By Joy Birnbach Dunstan, MA, LPC, MAC
Recently, I was reminded of some important wisdom from my dog. Not my clever dog, mind you, but the one we now fondly refer to as Dope on a Rope.
Both dogs love to swim, and so we walked them to the lake where I began throwing a plastic bottle for Maggie, the clever one who likes to fetch bottles over and over again. After watching Maggie for a few moments, Greta, our yellow lab, dove into the lake and swam out to a bottle she’d spied floating a little ways out. She wanted to fetch just like her big sister.
Greta clamped down on a large white bottle and began swimming toward shore. She swam, and she swam, but she didn’t make much progress. Pretty soon, she was looking exhausted, steadfastly holding onto her bottle but not getting anywhere with all her hard paddling.
Thinking she was trapped in some old fencing that got submerged when the lake rose, my husband handed me his wallet and keys, and waded out to rescue her. The water was shoulder deep by the time he reached her, and chin deep as he sank in the mud below while attempting to lift her off the offending wire. But there was no wire; nothing seemed to be holding her.
Then he noticed a rope tied to the neck of that bottle. The bottle had apparently been tied to a submerged fence as a marker for the little fishing boat nearby. The bottle clenched in her teeth was all that was firmly anchoring Greta in place. With the bottle pulled out of her mouth, Greta swam swiftly back to shore. Our little “dope on a rope” would have sunk to the bottom of the lake before she would let go of her precious bottle.

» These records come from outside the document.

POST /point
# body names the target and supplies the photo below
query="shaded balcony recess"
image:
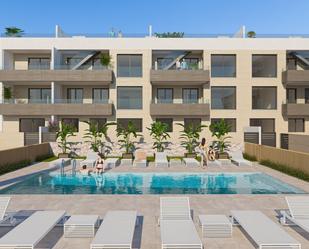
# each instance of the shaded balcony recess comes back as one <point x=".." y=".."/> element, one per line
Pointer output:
<point x="71" y="109"/>
<point x="295" y="110"/>
<point x="102" y="76"/>
<point x="180" y="108"/>
<point x="177" y="60"/>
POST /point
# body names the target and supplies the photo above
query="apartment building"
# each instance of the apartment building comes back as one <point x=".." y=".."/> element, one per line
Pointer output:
<point x="250" y="82"/>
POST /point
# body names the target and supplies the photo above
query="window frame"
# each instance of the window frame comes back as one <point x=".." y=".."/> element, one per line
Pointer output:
<point x="227" y="55"/>
<point x="190" y="88"/>
<point x="295" y="124"/>
<point x="165" y="88"/>
<point x="269" y="87"/>
<point x="129" y="66"/>
<point x="230" y="87"/>
<point x="130" y="119"/>
<point x="169" y="119"/>
<point x="100" y="88"/>
<point x="265" y="55"/>
<point x="218" y="120"/>
<point x="137" y="87"/>
<point x="20" y="120"/>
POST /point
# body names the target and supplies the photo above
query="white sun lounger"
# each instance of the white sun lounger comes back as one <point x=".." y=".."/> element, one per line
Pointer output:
<point x="30" y="232"/>
<point x="161" y="159"/>
<point x="177" y="228"/>
<point x="238" y="159"/>
<point x="116" y="231"/>
<point x="191" y="162"/>
<point x="175" y="208"/>
<point x="111" y="162"/>
<point x="90" y="159"/>
<point x="298" y="212"/>
<point x="178" y="234"/>
<point x="5" y="217"/>
<point x="263" y="231"/>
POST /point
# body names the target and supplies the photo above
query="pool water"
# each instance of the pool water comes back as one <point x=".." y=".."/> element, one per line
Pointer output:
<point x="152" y="183"/>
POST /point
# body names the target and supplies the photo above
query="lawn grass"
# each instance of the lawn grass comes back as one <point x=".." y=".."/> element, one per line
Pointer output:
<point x="286" y="170"/>
<point x="6" y="168"/>
<point x="249" y="157"/>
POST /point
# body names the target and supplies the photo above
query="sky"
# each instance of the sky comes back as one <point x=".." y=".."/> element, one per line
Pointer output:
<point x="134" y="16"/>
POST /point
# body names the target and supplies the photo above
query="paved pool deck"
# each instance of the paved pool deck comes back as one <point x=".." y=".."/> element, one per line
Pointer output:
<point x="147" y="206"/>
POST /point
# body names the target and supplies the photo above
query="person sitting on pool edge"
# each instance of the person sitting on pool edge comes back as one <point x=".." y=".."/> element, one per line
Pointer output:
<point x="84" y="170"/>
<point x="99" y="165"/>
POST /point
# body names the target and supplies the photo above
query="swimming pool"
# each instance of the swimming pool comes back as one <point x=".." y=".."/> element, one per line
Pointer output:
<point x="152" y="183"/>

Have you ever found yourself holding onto something that was holding you back? Perhaps something you’d been holding onto for so long, you’d forgotten you were even hanging onto it. It is common for many of us to cling to whatever is old and familiar, even if it is something that brings us pain or has become useless in present times. When I was a child, I had a pair of purple corduroy pants that I loved. I insisted on wearing those pants even after they’d become so short and so tight, they must have looked ridiculous, but I didn’t want to let them go. Ill-fitting beliefs and ways of living can be just as ridiculous or detrimental to our well-being.
Sometimes, we hold on to the past. We hold onto grief, to anger, and outdated ideas. We hold onto illusions, to beliefs, and grudges about what should have been.

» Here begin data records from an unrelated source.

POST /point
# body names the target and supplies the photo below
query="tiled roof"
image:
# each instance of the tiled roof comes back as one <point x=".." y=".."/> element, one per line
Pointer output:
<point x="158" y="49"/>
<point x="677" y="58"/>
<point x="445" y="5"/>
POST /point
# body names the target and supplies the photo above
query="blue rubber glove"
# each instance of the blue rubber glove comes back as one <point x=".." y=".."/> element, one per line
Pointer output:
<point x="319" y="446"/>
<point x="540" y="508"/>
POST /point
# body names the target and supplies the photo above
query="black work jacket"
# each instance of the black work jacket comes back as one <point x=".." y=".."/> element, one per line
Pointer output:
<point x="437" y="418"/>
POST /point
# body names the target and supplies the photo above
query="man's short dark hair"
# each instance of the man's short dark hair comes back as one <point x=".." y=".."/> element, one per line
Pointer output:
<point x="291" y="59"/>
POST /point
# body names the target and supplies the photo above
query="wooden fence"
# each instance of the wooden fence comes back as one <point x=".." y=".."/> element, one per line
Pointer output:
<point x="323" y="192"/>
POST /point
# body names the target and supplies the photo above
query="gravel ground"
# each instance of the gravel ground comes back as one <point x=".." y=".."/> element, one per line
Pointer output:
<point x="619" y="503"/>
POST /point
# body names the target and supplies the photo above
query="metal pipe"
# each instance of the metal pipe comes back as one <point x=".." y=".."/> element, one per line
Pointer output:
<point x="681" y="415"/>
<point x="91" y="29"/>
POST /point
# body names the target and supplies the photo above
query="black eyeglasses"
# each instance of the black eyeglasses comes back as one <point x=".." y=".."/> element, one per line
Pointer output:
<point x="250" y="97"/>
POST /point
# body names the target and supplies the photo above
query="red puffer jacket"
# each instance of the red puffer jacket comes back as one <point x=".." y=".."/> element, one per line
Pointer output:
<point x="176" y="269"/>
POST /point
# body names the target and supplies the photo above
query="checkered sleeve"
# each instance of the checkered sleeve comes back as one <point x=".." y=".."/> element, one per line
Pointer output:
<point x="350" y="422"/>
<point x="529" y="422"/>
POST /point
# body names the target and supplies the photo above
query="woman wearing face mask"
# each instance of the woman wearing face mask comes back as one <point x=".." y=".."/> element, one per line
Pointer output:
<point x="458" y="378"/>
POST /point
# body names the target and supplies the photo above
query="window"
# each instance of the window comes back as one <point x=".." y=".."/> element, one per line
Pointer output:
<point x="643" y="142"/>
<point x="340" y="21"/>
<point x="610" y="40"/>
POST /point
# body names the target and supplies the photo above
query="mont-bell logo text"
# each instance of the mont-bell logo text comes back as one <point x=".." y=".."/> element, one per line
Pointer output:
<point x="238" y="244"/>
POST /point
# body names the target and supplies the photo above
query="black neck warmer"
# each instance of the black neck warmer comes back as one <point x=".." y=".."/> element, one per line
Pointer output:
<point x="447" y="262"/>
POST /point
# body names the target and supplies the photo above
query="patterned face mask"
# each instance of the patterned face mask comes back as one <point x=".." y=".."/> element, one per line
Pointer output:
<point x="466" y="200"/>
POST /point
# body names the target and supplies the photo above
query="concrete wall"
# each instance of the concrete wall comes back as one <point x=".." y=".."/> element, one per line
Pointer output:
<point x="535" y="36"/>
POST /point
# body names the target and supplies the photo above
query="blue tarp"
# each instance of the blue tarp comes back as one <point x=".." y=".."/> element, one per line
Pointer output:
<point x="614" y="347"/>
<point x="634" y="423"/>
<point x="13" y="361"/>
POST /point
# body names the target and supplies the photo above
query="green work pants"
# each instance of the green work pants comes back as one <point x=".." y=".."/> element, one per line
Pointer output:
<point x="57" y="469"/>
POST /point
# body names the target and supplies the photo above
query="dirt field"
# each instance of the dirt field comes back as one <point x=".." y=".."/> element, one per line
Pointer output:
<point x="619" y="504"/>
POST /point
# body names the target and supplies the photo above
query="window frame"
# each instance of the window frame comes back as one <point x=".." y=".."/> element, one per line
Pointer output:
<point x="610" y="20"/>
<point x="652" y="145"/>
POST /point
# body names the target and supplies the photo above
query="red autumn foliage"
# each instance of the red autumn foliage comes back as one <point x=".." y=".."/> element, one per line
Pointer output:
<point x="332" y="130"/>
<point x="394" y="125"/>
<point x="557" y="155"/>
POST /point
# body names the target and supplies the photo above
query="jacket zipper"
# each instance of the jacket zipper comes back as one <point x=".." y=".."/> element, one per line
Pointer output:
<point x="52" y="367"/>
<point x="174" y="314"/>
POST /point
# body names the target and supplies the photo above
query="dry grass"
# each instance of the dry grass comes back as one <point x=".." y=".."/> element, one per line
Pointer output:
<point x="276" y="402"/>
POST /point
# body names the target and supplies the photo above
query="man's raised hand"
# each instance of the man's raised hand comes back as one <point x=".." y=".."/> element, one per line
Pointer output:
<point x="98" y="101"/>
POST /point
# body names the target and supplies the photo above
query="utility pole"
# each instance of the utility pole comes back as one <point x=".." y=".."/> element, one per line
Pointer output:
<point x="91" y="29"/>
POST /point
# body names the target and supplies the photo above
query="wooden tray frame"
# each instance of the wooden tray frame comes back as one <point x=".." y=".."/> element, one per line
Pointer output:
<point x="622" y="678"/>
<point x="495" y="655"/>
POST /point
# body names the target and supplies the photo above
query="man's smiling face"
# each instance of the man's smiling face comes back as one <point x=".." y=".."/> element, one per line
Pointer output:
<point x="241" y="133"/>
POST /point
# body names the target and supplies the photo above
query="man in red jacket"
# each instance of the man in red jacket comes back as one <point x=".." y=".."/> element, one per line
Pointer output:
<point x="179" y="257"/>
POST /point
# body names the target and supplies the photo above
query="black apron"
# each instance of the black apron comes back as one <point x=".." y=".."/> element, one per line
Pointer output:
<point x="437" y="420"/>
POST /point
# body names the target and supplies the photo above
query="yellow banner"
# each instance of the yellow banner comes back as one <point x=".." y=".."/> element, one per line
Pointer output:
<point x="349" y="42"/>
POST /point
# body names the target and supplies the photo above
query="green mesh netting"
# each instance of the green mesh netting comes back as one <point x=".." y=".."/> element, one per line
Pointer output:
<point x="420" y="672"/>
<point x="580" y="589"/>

Sometimes, we hold onto the future and fantasies of how we think it will be. We hold on to expectations and become paralyzed by fears about what might happen. Remember that old joke: How do you make God laugh? Tell him (or her) your future plans!
Even if we don’t know where we are headed, letting go is perhaps the most important part of moving forward. To quote Robert Frost: “There is a time for departure even when there’s no certain place to go.” Take a lesson from my dope on a rope, and let go of whatever is no longer serving you well.